In a recent survey of 500 Japanese companies by Kyodo, only 12 said they expected the economy to grow by 3 per cent this year, according to data compiled by Bloomberg.

A number of other companies, including auto makers Toyota and Honda, have warned they may have to cut production and shift some of their investment abroad to cope with a stronger yen.

“We may have some tough times ahead,” said Yoshihiro Takahashi, a Japanese car maker.

Toyota is expected to shed about 4,500 workers by the end of next year and raise prices on its new Prius plug-in hybrid vehicles to keep up with inflation.

As the economy weakens, exporters are also being squeezed by higher tariffs on imported goods and the inability to import foreign products.

There are signs that exports are slowing in other regions, too.

A Japanese-led international trade body has said Japan’s economy could shrink by another 10 per cent to 20 per cent next year, down from around 20 per on average during the current economic boom.

For Japan, the outlook is more bleak because of a rising number of expats who have fled to neighbouring countries.

According to the government’s figures, more than 3.3m people are currently living overseas, up from about 2.6m a year ago.

That’s about 30 per cent of the country’s total population, the government said in a survey released last month.

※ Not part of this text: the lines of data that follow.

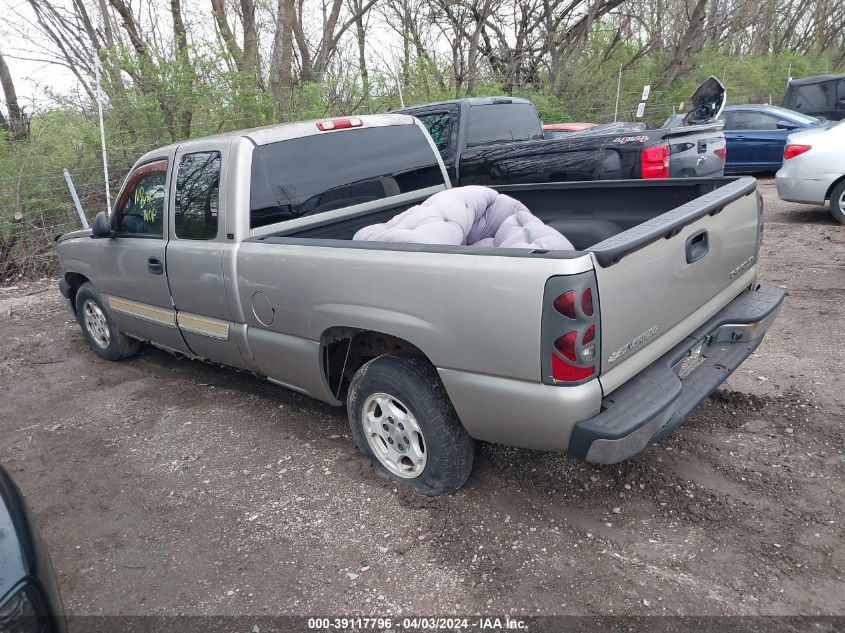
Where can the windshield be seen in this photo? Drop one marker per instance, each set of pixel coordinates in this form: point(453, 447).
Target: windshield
point(499, 122)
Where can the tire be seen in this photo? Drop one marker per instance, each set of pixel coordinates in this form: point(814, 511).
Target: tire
point(402, 397)
point(98, 328)
point(837, 202)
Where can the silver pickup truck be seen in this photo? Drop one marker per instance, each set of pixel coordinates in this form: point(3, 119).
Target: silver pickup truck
point(238, 249)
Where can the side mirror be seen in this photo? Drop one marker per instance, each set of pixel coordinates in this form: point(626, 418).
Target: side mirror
point(101, 227)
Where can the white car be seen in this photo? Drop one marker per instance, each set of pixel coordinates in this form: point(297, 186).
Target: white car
point(814, 168)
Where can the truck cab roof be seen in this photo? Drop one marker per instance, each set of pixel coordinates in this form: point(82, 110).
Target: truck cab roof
point(470, 101)
point(276, 132)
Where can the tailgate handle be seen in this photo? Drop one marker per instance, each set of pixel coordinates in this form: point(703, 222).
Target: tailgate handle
point(698, 245)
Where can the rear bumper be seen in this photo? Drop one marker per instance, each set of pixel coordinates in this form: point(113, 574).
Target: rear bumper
point(793, 187)
point(655, 402)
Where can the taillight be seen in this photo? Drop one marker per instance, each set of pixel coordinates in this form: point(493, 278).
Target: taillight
point(570, 329)
point(564, 372)
point(565, 304)
point(587, 302)
point(566, 345)
point(654, 162)
point(339, 124)
point(791, 151)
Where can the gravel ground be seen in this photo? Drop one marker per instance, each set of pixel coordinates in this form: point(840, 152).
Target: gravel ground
point(166, 486)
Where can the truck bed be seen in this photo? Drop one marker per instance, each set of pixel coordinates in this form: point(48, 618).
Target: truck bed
point(588, 214)
point(633, 234)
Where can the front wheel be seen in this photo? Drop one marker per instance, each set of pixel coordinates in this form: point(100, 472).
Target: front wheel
point(99, 329)
point(402, 420)
point(837, 202)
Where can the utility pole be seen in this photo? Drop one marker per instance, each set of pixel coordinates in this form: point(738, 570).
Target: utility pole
point(99, 95)
point(618, 88)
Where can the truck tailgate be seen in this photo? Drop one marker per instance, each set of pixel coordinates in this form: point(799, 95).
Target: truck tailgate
point(661, 279)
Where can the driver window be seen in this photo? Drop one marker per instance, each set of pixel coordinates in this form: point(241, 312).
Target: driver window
point(141, 209)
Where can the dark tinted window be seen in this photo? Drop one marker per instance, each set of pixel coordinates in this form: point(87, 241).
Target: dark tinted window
point(503, 122)
point(143, 212)
point(439, 126)
point(751, 121)
point(197, 196)
point(313, 174)
point(813, 97)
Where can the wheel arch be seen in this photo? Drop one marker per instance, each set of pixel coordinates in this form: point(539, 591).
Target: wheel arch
point(344, 350)
point(74, 281)
point(833, 186)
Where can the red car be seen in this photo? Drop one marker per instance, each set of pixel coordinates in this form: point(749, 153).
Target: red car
point(559, 130)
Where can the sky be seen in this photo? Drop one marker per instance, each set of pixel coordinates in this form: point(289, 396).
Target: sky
point(33, 79)
point(21, 43)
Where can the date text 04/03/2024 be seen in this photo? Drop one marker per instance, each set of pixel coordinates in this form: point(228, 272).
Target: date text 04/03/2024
point(417, 623)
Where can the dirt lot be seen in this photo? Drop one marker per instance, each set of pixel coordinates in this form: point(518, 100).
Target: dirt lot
point(168, 486)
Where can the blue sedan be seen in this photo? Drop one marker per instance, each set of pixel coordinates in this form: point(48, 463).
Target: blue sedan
point(756, 135)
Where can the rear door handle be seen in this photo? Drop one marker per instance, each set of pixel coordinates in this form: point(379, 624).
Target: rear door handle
point(697, 246)
point(155, 266)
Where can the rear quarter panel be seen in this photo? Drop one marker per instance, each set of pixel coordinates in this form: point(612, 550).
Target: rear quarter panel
point(465, 312)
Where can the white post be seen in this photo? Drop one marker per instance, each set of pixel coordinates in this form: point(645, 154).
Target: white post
point(75, 199)
point(399, 86)
point(99, 96)
point(618, 88)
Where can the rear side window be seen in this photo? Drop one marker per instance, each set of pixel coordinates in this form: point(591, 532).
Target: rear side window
point(314, 174)
point(197, 196)
point(813, 98)
point(503, 122)
point(752, 121)
point(439, 126)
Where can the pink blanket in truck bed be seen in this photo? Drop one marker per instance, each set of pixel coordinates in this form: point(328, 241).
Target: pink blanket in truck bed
point(469, 216)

Last year, Japan exported $4.2 trillion worth of goods to other countries.

That compares with $2.6 trillion in 2016.

About a third of Japan’s exports go to countries that have not adopted a currency union, which would effectively eliminate the yen as a foreign currency.

Japanese Prime Minister Shinzo Abe said he would seek a “grand bargain” with his European allies to ease the fiscal burden on the country.

He has also pledged to reform Japan’s health system to boost productivity and cut its reliance on pharmaceuticals and medical devices.

On Thursday, the Reserve Bank of Japan cut its forecast for Japan’s gross domestic product growth for the current quarter to 1.4 per cent from 2 per cent.

(Reuters) Japan was already the world’s second-largest economy in 2016 and it is forecast to grow more than 5 per cent by 2020, its strongest performance since the crisis, according the government.